Un responsable de section se veut confiant : « J’ai vu des gens revenir juste après les élections. Eux ne viennent pas pour un poste – il n’y en a plus – mais pour reconstruire. Et le seul moyen, c’est de retourner sur le terrain. Et de se recentrer à gauche. Car, quand la gauche court après la droite et la droite après l’extrême droite, ça ne profite qu’au FN. » Une position loin de faire l’unanimité. Et Pezet de grincer : « Qu’il y ait des débats, c’est normal. Mais si une clarification est nécessaire, certains vont devoir choisir leur camp. Il faut en finir avec les faux consensus. » Et avec une certaine façon de faire de la politique : « Ça ne fonctionne plus. Rendez-vous compte ! Il n’y a qu’en votant FN que les électeurs ont l’impression de faire de la politique… » Alors quand on l’interroge sur le reste de la gauche, il assène : « Avant, quand on discutait avec le PC, derrière, il y avait des sections, des militants. Aujourd’hui, il n’y a que des chapelles. Et ce n’est pas avec des chapelles qu’on fait la révolution. » L’avocat n’en est pas moins philosophe : « A traverser le désert, on perd du gras et on retrouve du muscle… »

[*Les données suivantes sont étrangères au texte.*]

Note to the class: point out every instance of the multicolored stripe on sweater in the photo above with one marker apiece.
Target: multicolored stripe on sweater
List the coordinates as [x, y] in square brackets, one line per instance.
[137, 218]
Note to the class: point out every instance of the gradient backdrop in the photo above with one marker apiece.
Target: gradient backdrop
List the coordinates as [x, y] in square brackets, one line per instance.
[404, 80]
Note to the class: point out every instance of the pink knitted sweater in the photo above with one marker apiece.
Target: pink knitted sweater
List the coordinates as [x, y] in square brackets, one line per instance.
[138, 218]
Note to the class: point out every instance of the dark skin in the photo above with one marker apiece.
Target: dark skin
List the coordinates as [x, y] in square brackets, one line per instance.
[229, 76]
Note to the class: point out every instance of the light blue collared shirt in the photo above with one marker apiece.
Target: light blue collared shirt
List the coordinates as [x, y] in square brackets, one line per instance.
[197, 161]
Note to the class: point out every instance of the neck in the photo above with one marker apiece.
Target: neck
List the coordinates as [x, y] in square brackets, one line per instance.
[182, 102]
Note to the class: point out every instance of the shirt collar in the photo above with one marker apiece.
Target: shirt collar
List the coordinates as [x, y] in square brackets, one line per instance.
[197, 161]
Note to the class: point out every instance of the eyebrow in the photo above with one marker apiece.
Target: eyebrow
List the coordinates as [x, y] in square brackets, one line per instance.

Le communiste Jean-Marc Coppola, lui, a besoin de souffler. Mais aussi envie, avec sa colistière, la verte Sophie Camard, de prolonger l’expérience de la « Région coopérative ». Sauf qu’il leur faut scruter à la loupe la carte électorale pour trouver les coins où ils ont dépassé les 10 %. : « Bon, la Côte d’Azur, c’est la cata. Pour la gauche, c’est une terre de mission… » Reste qu’au national, avec 2017 dans le viseur, les écolos sont toujours aussi schizo et, au Front de gauche aussi, ça tiraille sec. « 10 % et 6 % (Ndlr scores d’EELV et du Front de gauche en Paca en 2010), avec Hollande, ça ne pouvait pas faire 16 % », grince un militant. Coppola est remonté : « Je veux bien qu’on n’est pas audibles, pas crédibles. Mais, avant même les attentats, on a eu une campagne catastrophique où chacun doit assumer sa part de responsabilité. A commencer par les tenants du libéralisme. Néanmoins, ce n’est pas en se repliant sur nous-mêmes qu’on peut rassembler. »

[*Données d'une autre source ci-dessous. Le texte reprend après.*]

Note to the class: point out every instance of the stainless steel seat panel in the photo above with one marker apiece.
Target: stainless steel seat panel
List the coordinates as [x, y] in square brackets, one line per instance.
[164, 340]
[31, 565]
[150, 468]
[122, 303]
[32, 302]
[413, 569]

Sauf qu’avec le PS, le torchon brûle. Et que les moyens vont manquer. Réplique de Camard : « Pendant cinq ans, j’ai eu des moyens, j’ai fait des communiqués… Sans le moindre écho. J’ai fait mon mandat dans l’anonymat. » Ajoutant : « On veut parler du fond, vous nous interrogez sur les moyens. On veut causer politique, vous nous questionnez sur les élections. » Coppola se veut toutefois confiant : « Maintenant qu’on est dans l’opposition, on va avoir du temps. Et on va se lâcher ! » En attendant de goûter cette salade (re-)composée, surgissent ça et là – « Nous, la majorité », un mystérieux « collectif de liaison pour une initiative citoyenne » – des appels à lancer « assemblées constituantes » et « référendums populaires »... En écho, ce slogan : « Prenez le pouvoir ! » Qui, avec les régionales, est passé du Front de gauche au… Front National.